Operations: Palomar Holdings generates revenue primarily from its Earthquake, Wind, and Flood Insurance Products, totaling $609.96 million.
Estimated Discount To Fair Value: 26.1%
Palomar Holdings is trading at US$159.4, significantly below its estimated fair value of US$215.6, suggesting it may be undervalued based on cash flows. Recent earnings reports show net income rose to US$42.92 million from US$26.38 million year-over-year, with earnings per share also increasing substantially. Despite some insider selling recently, the company's revenue and earnings are forecasted to grow significantly faster than the overall U.S. market over the next three years.

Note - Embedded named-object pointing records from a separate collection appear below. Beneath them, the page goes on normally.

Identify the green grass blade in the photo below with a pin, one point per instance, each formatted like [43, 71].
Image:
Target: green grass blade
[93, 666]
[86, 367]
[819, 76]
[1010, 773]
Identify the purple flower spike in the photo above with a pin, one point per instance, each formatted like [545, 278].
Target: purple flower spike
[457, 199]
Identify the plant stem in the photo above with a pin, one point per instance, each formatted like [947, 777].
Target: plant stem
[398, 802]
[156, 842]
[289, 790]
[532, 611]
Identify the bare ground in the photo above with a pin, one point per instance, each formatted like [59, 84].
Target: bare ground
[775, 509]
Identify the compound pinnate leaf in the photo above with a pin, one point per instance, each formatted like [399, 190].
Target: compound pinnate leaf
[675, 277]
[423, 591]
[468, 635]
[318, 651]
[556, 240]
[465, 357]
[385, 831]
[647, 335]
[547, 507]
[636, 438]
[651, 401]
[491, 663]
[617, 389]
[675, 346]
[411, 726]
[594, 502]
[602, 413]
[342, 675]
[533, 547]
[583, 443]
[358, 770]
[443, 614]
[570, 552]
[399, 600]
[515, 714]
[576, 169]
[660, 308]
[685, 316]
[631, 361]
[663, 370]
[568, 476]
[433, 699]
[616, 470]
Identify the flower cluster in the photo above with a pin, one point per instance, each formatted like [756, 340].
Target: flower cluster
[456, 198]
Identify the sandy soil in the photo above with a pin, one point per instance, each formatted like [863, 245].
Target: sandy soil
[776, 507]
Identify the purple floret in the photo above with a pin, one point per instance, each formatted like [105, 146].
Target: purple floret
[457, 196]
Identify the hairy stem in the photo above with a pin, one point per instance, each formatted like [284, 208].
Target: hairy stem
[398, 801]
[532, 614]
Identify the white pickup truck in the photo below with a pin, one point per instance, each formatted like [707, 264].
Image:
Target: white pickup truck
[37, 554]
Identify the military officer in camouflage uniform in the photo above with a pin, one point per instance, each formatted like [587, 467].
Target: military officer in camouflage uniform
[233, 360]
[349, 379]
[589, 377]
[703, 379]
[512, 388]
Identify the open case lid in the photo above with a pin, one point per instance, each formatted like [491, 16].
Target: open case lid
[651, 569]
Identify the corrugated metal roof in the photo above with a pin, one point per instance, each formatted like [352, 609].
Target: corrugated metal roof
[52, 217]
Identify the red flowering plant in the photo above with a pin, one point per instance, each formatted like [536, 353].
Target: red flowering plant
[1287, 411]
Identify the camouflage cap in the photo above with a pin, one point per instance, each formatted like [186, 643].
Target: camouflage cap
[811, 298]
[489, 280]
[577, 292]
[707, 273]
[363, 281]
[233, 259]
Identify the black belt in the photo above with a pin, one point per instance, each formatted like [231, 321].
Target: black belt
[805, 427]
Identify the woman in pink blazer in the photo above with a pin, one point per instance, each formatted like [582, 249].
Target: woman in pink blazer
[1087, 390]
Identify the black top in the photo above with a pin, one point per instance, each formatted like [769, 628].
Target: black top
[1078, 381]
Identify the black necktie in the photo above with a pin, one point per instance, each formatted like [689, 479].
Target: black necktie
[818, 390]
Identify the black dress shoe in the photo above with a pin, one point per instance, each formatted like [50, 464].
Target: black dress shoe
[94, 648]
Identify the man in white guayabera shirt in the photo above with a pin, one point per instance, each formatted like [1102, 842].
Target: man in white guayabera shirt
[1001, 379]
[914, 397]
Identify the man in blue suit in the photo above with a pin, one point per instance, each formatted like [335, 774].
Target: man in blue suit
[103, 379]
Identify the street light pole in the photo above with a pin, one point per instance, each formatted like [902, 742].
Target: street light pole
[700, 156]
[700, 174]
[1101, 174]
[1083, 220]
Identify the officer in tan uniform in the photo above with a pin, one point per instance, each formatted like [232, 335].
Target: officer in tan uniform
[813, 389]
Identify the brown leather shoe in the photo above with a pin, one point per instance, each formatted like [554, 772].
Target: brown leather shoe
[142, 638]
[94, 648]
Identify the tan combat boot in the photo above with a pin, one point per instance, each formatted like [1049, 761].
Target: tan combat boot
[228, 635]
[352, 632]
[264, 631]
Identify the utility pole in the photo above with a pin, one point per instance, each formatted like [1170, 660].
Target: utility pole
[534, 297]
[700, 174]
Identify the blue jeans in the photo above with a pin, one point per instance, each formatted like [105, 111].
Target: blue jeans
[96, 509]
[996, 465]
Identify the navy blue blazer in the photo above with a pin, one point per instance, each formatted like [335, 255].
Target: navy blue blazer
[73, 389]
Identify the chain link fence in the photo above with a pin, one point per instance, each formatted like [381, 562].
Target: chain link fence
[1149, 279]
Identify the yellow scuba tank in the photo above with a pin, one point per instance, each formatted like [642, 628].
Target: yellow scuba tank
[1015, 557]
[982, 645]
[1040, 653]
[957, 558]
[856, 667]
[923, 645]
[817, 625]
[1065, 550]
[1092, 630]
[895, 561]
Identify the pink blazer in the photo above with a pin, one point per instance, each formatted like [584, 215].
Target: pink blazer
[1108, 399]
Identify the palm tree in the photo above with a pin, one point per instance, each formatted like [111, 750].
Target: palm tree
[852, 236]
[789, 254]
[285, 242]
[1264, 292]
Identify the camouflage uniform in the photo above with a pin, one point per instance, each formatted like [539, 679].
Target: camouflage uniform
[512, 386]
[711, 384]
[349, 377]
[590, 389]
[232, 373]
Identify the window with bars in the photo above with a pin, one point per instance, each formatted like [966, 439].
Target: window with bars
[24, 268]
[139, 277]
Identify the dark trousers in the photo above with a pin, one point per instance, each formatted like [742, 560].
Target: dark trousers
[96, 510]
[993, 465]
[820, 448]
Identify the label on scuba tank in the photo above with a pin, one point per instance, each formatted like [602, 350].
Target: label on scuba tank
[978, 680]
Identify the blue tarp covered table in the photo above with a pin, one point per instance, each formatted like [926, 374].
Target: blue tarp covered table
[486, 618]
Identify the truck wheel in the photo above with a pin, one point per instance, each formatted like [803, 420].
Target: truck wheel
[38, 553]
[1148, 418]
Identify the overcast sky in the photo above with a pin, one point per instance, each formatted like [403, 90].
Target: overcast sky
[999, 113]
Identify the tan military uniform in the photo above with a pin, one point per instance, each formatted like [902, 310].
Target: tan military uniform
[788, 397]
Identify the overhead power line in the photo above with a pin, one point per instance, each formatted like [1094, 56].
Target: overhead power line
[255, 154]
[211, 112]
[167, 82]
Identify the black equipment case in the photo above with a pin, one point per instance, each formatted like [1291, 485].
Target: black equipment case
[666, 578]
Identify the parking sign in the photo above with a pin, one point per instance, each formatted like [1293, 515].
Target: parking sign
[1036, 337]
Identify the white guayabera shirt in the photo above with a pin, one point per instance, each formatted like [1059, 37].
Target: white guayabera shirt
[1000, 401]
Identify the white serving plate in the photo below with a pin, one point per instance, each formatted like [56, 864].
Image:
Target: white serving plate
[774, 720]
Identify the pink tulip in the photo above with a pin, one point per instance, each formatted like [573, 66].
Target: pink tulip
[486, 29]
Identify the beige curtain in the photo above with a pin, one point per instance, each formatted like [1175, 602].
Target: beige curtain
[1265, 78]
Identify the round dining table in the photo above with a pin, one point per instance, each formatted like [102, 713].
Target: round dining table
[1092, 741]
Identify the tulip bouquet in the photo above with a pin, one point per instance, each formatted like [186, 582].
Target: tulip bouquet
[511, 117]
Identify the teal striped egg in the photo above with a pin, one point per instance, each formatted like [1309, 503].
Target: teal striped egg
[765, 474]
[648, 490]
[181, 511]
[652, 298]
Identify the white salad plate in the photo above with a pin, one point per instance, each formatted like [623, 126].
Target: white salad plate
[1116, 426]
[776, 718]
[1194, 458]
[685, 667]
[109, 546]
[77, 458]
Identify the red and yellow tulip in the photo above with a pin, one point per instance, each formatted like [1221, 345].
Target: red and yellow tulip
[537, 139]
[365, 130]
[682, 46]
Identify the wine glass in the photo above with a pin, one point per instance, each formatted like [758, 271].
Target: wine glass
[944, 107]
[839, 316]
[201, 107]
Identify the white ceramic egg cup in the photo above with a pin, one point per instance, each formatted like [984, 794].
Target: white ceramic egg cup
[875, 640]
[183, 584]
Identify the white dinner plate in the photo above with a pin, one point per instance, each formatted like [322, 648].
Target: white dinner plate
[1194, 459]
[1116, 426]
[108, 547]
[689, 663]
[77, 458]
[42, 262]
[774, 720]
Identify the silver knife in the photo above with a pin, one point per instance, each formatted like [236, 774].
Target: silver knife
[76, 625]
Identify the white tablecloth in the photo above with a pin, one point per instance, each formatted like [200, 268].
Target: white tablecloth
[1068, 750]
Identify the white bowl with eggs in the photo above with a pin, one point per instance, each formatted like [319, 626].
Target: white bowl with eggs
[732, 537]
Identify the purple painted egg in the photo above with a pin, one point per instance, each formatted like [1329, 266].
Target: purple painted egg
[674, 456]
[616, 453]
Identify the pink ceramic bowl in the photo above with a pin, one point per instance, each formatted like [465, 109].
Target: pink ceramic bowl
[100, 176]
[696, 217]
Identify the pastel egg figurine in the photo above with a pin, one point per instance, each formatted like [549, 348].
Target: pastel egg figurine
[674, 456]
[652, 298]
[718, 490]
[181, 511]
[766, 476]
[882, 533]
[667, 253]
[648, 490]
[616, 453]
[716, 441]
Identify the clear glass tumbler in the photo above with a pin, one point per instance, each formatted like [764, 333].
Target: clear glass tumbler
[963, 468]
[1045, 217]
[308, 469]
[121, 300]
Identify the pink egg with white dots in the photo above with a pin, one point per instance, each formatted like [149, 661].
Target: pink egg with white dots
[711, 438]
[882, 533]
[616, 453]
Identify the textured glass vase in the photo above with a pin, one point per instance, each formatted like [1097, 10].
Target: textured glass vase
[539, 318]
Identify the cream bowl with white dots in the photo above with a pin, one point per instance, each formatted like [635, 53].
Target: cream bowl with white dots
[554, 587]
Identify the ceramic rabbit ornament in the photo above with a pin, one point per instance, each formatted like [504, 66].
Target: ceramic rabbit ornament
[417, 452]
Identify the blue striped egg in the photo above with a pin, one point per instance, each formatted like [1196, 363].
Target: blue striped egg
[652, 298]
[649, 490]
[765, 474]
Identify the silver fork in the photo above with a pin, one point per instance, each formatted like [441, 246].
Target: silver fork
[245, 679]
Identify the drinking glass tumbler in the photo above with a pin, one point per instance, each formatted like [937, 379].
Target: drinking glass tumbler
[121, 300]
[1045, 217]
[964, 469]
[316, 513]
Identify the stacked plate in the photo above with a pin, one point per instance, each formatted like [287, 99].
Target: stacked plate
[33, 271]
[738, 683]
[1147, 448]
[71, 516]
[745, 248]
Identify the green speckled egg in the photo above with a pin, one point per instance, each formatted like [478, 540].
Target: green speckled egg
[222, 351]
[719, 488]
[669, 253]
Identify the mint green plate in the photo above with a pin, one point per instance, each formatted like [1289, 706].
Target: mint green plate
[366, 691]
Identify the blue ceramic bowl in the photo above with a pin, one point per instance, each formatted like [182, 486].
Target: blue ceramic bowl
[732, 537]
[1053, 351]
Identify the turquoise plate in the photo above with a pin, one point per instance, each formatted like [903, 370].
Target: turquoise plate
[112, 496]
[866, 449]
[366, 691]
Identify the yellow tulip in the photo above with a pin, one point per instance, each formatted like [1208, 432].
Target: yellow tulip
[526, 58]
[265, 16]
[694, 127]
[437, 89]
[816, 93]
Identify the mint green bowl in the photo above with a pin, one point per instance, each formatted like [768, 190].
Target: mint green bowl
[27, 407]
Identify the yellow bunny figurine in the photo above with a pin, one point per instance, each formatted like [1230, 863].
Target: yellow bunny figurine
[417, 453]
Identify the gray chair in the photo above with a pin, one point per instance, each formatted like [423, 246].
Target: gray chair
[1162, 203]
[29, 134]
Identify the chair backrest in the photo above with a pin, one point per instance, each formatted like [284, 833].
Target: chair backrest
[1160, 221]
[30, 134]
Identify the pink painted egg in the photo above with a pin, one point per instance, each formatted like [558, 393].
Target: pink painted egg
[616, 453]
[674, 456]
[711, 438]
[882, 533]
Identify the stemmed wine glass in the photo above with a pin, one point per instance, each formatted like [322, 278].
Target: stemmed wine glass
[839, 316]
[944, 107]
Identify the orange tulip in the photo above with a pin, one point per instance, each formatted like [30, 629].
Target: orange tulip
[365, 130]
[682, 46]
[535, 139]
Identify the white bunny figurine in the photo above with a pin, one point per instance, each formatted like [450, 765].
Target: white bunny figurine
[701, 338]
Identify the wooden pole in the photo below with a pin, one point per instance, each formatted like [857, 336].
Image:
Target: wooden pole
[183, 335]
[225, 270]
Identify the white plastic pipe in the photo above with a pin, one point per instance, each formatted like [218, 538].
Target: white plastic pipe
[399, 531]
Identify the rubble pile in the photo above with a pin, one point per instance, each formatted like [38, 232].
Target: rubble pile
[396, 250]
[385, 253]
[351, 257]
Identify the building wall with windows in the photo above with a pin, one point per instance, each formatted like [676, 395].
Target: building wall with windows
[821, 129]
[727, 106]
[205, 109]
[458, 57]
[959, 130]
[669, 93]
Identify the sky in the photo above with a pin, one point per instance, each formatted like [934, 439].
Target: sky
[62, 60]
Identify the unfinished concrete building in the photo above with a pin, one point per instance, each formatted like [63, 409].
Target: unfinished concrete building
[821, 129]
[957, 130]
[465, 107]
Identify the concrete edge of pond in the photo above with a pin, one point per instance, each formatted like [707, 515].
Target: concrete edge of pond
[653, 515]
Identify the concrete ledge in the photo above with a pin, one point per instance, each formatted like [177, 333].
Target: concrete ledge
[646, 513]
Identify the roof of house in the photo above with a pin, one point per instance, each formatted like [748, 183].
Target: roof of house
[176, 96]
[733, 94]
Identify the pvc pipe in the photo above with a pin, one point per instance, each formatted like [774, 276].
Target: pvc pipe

- Our earnings growth report unveils the potential for significant increases in Palomar Holdings' future results.
- Click to explore a detailed breakdown of our findings in Palomar Holdings' balance sheet health report.
Tenable Holdings (TENB)
Overview: Tenable Holdings, Inc. offers cyber exposure management solutions across various regions including the Americas, Europe, the Middle East, Africa, the Asia Pacific, and Japan with a market cap of $3.95 billion.
Operations: The company's revenue primarily comes from its Security Software & Services segment, totaling $923.20 million.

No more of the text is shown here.